Transportation Secretary: bikes aren’t transportation
Posted on August 20, 2007
Filed Under bikes, politics
It is little wonder that the United States lags behind Europe and east Asia in the development of real cycling networks and bike-specific infrastructure. Bicycles are vehicles, yet the national Transportation Secretary can go on thinking (and saying) the bikes are not transportation.
In a PBS NewsHour interview last week, Transportation Secretary Mary Peters lamented that transportation funds are being spent on such frivolous earmarks as bike paths.
GWEN IFILL: Explain what you mean when you say earmarks.
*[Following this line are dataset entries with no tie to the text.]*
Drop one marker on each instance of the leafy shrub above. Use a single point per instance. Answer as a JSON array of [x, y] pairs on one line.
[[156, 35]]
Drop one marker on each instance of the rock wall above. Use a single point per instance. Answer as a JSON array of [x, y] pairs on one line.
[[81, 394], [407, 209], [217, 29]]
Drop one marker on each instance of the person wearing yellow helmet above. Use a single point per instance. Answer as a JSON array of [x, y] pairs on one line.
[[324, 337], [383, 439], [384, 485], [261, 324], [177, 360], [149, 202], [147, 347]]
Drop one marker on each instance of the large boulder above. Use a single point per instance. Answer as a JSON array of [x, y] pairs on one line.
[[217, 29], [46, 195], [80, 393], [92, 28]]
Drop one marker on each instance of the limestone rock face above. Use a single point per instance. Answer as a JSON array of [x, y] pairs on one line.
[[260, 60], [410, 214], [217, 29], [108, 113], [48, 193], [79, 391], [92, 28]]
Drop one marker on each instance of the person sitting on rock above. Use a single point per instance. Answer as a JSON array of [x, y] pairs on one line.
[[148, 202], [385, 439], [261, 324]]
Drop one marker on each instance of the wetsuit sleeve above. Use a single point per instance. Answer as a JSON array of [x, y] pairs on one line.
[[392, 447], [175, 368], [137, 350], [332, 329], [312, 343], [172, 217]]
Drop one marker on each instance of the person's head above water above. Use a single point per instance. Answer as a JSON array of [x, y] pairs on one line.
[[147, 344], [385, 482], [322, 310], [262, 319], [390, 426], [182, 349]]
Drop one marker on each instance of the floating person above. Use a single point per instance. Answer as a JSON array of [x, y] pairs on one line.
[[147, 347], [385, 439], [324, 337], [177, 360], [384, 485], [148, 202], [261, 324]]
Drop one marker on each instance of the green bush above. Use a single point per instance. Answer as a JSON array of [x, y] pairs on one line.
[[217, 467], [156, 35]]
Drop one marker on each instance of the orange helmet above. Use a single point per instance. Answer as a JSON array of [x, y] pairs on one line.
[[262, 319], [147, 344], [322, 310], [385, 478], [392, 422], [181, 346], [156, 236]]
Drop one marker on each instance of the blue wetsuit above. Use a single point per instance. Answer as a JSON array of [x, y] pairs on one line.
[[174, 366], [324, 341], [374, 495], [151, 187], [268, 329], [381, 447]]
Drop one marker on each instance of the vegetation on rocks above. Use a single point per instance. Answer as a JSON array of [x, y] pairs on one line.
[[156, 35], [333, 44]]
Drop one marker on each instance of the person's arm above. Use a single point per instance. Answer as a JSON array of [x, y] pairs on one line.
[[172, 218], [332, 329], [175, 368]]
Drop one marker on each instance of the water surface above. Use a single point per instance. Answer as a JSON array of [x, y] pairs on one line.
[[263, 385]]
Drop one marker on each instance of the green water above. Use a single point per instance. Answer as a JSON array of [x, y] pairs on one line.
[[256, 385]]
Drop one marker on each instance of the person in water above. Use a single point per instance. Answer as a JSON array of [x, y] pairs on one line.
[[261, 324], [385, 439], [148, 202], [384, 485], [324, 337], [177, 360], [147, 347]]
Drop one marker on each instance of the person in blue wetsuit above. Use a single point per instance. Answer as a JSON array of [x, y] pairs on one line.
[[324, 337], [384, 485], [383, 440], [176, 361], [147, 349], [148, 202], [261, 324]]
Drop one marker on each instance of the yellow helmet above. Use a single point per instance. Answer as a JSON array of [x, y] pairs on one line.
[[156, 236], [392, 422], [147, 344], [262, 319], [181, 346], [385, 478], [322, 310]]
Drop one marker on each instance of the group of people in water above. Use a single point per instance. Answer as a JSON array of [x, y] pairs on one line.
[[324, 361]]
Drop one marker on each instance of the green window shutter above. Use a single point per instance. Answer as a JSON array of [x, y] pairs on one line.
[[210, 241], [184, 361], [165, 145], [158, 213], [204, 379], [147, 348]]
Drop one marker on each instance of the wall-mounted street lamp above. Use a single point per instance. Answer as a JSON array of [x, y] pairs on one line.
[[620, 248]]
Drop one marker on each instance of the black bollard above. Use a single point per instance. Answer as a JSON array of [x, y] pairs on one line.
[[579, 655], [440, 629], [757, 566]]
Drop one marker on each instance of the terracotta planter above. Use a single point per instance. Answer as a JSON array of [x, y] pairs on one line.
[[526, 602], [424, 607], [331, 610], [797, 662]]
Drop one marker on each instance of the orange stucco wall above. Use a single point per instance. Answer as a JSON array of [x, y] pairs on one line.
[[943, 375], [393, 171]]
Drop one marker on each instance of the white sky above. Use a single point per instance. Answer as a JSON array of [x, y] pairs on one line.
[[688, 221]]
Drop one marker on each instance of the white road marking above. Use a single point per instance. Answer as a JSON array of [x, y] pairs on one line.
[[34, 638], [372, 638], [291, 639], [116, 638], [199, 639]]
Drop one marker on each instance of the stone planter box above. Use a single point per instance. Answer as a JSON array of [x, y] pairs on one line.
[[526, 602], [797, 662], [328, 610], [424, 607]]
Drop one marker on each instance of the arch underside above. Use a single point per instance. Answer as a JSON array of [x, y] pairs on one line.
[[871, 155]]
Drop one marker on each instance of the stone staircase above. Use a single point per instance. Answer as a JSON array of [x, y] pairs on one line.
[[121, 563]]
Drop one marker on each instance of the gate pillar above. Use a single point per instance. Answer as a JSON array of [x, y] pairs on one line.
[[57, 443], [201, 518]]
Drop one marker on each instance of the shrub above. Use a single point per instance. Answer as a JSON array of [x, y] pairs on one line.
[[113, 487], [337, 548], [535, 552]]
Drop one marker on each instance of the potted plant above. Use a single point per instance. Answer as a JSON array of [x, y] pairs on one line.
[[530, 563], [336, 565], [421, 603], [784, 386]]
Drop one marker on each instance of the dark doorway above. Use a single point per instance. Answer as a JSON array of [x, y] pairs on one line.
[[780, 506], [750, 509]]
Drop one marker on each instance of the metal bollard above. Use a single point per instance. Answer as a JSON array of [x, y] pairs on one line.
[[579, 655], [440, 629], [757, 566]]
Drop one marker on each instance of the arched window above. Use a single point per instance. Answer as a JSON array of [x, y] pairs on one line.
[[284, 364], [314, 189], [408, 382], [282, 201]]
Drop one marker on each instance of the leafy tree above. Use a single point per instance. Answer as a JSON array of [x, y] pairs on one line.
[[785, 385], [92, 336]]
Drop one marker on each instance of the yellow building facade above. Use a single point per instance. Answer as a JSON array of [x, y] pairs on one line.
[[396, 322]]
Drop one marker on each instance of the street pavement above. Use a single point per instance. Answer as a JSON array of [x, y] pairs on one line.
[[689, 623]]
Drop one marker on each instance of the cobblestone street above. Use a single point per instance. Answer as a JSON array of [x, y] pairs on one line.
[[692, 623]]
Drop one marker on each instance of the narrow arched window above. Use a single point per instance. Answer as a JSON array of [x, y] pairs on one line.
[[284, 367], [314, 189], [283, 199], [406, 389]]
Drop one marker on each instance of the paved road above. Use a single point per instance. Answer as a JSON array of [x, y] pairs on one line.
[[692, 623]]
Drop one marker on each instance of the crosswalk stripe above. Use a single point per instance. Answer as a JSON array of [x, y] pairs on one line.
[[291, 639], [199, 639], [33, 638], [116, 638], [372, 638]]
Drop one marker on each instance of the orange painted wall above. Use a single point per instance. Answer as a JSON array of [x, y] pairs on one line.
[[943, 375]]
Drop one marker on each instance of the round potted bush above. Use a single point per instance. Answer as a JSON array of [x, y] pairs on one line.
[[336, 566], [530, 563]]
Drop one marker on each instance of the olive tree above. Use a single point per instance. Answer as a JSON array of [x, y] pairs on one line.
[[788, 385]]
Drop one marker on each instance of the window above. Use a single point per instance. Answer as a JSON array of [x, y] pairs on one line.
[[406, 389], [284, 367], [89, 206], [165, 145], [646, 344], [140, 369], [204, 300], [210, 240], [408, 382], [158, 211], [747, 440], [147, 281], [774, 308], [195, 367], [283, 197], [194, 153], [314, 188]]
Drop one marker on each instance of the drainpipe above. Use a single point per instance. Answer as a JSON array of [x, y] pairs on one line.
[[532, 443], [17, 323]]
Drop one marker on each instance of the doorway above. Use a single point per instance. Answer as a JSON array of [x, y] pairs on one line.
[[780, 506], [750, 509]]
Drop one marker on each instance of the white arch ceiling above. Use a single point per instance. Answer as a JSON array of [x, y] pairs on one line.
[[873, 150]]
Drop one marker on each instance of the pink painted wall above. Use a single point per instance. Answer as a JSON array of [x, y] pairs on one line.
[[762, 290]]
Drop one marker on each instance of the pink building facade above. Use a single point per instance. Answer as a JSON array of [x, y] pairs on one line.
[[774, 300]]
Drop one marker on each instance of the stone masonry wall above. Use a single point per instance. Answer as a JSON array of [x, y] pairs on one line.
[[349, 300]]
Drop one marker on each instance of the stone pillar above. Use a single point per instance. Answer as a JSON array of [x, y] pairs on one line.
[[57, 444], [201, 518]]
MARY PETERS: Well, an earmark is a project that’s designated by a member of Congress specifically to a project generally in his or her district or state. And the level of earmarking has increased substantially over the last couple of decades in terms of the highway bill. The last highway bill that was passed, in the summer of 2005, contained over 6,000 of those marks, those specially designated projects. And the cost of those projects just in that bill alone was $24 billion, almost a tenth of the bill.
GWEN IFILL: Aren’t many of those projects, even though they’re special interest projects, aren’t they roads and bridges, often?
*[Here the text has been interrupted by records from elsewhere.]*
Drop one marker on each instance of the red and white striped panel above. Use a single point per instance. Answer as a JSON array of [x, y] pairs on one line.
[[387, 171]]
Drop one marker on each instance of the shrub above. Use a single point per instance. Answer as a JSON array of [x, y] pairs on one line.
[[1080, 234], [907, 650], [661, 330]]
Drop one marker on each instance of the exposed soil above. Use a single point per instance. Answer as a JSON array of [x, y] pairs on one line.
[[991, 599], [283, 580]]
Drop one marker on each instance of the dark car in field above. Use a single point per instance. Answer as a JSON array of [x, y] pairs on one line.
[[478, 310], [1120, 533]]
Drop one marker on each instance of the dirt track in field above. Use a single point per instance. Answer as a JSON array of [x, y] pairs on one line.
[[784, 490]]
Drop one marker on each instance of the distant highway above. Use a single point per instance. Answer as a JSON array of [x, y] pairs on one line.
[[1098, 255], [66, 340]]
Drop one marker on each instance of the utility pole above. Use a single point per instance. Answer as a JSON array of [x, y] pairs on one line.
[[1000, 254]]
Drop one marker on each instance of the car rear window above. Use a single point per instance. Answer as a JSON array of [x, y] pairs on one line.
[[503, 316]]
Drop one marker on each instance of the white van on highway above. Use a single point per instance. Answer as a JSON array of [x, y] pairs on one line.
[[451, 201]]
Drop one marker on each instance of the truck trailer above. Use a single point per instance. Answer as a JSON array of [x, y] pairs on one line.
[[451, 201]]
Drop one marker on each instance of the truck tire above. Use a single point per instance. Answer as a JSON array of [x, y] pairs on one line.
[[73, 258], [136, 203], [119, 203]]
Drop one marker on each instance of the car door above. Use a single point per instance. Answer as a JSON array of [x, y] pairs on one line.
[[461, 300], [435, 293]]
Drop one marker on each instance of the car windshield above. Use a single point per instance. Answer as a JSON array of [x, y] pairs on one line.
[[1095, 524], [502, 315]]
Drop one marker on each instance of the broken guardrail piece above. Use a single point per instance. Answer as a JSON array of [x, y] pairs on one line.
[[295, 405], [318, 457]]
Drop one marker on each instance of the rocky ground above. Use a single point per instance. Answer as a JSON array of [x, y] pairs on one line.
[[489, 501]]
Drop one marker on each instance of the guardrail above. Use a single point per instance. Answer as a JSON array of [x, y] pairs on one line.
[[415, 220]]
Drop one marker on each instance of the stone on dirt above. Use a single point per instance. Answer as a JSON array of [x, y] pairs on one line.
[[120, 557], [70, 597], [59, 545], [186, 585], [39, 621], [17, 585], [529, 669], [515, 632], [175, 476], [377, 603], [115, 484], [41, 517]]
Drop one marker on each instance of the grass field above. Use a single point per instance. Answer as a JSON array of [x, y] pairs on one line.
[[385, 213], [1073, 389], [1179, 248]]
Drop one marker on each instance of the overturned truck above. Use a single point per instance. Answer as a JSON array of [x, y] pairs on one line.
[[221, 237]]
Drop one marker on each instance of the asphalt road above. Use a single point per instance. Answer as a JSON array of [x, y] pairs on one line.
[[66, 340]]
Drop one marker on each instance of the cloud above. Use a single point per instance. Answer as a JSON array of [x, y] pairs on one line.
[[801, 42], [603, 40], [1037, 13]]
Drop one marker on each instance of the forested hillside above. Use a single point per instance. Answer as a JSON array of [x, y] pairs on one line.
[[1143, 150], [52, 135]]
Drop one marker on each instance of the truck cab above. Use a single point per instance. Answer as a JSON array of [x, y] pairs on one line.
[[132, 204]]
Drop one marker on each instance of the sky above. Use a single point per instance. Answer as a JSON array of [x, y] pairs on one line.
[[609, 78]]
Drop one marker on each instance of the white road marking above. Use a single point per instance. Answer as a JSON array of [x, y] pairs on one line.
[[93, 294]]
MARY PETERS: Gwen, some of them are, but many of them are not. There are museums that are being built with that money, bike paths, trails, repairing lighthouses. Those are some of the kind of things that that money is being spent on, as opposed to our infrastructure.
…
GWEN IFILL: Who is spending the money inappropriately?
MARY PETERS: Well, there’s about probably some 10 percent to 20 percent of the current spending that is going to projects that really are not transportation, directly transportation-related. Some of that money is being spent on things, as I said earlier, like bike paths or trails. Some is being spent on museums, on restoring lighthouses, as I indicated.
I guess after the bridge collapse in Minneapolis someone has to shoulder the blame for our aging highway infrastructure. Why not blame those weirdos who ride bicycles to work?
By the way — the American Tobacco Trail, a transportation corridor for bicycle commuters in Durham, was built with federal transportation earmarks.